Courrier des statistiques N1 - 2018
Éditorial
En janvier 1977 paraissait le premier numéro du Courrier des statistiques, préfacé par Edmond Malinvaud. Il écrivait alors : « Grâce à cette revue, chaque statisticien devrait, même s’il a une fonction très spécialisée, être averti des travaux de ses collègues et des problèmes qu’ils rencontrent. Information générale donc sur les différentes activités du système statistique, mais aussi information plus pointue sur l’évolution des méthodes et des moyens de l’activité statistique. »
Cette aventure s’est interrompue en septembre 2011, après plus de 130 numéros publiés. À l’ère d’internet de l’Open data et de l’Open government, le projet d’origine semblait obsolète : chacun ne peut-il aujourd’hui trouver facilement l’information dont il a besoin en ligne ? L’Insee, les services statistiques ministériels, ont des sites internet très fournis, ils diffusent largement leurs travaux et leur méthodologie et donnent à voir leur organisation à qui prend la peine de chercher. Pourquoi cela ne suffirait-il pas ? L’étude de l’opportunité de (re)créer une revue professionnelle faite par l’Inspection générale de l’Insee fin 2017 a montré qu’il fallait revenir sur ce postulat.
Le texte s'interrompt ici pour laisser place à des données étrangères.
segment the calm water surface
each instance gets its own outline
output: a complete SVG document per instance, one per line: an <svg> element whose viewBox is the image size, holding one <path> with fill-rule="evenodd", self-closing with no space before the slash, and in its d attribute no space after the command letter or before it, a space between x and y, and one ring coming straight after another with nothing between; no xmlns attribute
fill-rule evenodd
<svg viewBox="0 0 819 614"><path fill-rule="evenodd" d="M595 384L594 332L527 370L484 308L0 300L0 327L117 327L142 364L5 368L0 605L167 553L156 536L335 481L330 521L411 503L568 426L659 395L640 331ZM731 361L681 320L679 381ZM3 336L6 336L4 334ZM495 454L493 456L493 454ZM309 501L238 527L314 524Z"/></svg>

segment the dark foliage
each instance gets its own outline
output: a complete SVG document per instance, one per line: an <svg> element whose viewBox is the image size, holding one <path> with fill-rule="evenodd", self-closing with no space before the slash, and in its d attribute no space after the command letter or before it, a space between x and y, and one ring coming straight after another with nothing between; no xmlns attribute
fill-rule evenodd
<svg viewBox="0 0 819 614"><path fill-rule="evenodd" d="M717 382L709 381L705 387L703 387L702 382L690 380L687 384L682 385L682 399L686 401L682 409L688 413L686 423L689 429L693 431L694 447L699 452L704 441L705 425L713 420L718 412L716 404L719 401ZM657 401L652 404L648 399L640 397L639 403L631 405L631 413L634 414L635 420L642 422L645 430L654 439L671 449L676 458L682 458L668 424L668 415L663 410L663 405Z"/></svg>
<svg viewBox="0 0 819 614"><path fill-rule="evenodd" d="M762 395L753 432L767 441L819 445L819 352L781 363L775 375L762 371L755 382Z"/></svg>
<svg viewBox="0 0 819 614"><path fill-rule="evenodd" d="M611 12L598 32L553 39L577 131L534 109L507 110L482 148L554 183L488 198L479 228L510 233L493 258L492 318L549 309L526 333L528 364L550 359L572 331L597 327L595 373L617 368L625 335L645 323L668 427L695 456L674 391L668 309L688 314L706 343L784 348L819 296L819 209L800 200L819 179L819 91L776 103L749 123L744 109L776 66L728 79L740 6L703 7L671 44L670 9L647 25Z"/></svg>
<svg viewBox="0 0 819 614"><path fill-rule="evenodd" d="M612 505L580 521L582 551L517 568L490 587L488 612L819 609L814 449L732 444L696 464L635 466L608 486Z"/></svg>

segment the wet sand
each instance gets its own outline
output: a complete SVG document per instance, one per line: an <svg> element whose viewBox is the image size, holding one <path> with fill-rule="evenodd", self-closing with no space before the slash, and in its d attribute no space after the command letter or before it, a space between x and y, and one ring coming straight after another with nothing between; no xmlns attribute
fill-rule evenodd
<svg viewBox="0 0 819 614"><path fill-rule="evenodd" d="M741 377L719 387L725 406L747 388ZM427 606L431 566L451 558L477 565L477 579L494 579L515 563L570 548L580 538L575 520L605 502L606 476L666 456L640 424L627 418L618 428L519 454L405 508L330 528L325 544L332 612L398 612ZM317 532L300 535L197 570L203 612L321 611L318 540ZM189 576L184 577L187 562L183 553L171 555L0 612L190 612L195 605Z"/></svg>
L’abondance de l’information peut être en elle-même un obstacle à son appropriation. Et surtout, nous nous illusionnons sur notre capacité collective à produire spontanément une information complète et partageable par tous – et d’abord au sein de notre communauté professionnelle – sur nos méthodes, nos enjeux, notre organisation et son contexte. Certes, nous produisons une documentation abondante, mais elle reste souvent très technique, confinée dans un petit cercle de spécialistes.
L’étude d’opportunité de l’Inspection générale a montré que nombreux étaient les cadres du service statistique public qui regrettaient la disparition de la revue et qui estimaient qu’il manquait désormais un chaînon essentiel dans la chaîne d’information que nous produisons. Le besoin de faire circuler l’information au-delà des spécialités, de présenter de la méthodologie d’une manière plus synthétique et pédagogique que nous ne le faisons dans nos documents de travail, de donner à voir aussi notre organisation, le rôle de coordination du système statistique national consacré par le règlement européen n° 223/2009 et les évolutions dans la construction de la statistique européenne, le besoin enfin de garder la mémoire de ce que nous sommes et de ce que nous faisons, ces besoins sont toujours là. Et rien ne les satisfait spontanément.
Enfin, en cette ère de post-vérité, nous sommes plus que jamais tenus, devant nos concitoyens, à la rigueur et l’impartialité de nos méthodes. Le Courrier des statistiques permettra à tous ceux qui le souhaitent, enseignants, chercheurs, étudiants, citoyens curieux, de mieux s’informer sur la fabrique de nos statistiques et le cadre déontologique dans lequel elles se construisent. Ce qui garantit précisément que l’on ne fait pas dire aux chiffres ce que l’on veut.
C’est pourquoi le comité de direction de l’Insee a décidé de relancer le Courrier des statistiques. J’en ai confié la responsabilité à l’Inspection générale, qui en assume désormais la rédaction en chef. J’ai été heureux de constater que les bonnes volontés ont été nombreuses à se manifester pour alimenter ce premier numéro et les suivants. Le Courrier des statistiques est en effet notre bien commun. Sa pérennité repose sur la bonne volonté de tous.
Je vous souhaite une bonne lecture de ce premier numéro.